Writes the final dataframe to the local.
"""
df = df.toPandas()
df.to_csv("/home/train/data-generator/input/sensors.csv")
We can check localhost:8088
to see the resource usage (YARN) of the running jobs while the Spark script is running.
Written data:
NOTE: With this step, we have our data ready. You can see it as
sensors.csv
.
Creating the Kafka Topic
The script kafka_admin_client.py
under the folder kafka_admin_client
can be used to create a Kafka topic or print the already_exists
message if there is already a Kafka topic with that name.
from kafka.admin import KafkaAdminClient, NewTopic
admin_client = KafkaAdminClient(
bootstrap_servers=['localhost:9092'], #This is the host and port Kafka runs.

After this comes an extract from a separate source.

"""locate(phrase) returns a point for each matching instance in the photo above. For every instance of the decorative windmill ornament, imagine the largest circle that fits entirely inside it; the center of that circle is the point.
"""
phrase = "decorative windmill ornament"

client_id='kafka_admin_client'
)
topic_list = admin_client.list_topics()
def create_new_topic():
"""Checks if the topic office_input exists or not. If not, creates the topic."""
try:
admin_client.create_topics(new_topics=[NewTopic('office_input', 1, 1)])
return "Topic office_input successfully created"
except:
return "Topic office_input already exists"
We can check if the topic has been created as follows:
kafka-topics.sh --bootstrap-server localhost:9092 --list
Running data-generator
Instructions on how to install the data generator can be found here
We can directly run the data-generator script by running data-generator.sh
. We should use the location of the data generator. The data in the CSV (we created the CSV file from the initial data) file will be sent row by row to the Kafka topic we created earlier.
#!/usr/bin/env bash
set -e
source /home/train/data-generator/datagen/bin/activate
python /home/train/data-generator/dataframe_to_kafka.py -i /home/train/data-generator/input/sensors.csv -t office_input -rst 2
Streaming data example:
Up to this point, we have obtained the remote data from the GitHub repo. Download the zip file, extract it, and read it either with Pandas or PySpark script. We modified the data using these scripts, created a single data frame from them, and saved it as a CSV file. Then, we created a Kafka topic and sent the CSV data row by row to the topic created.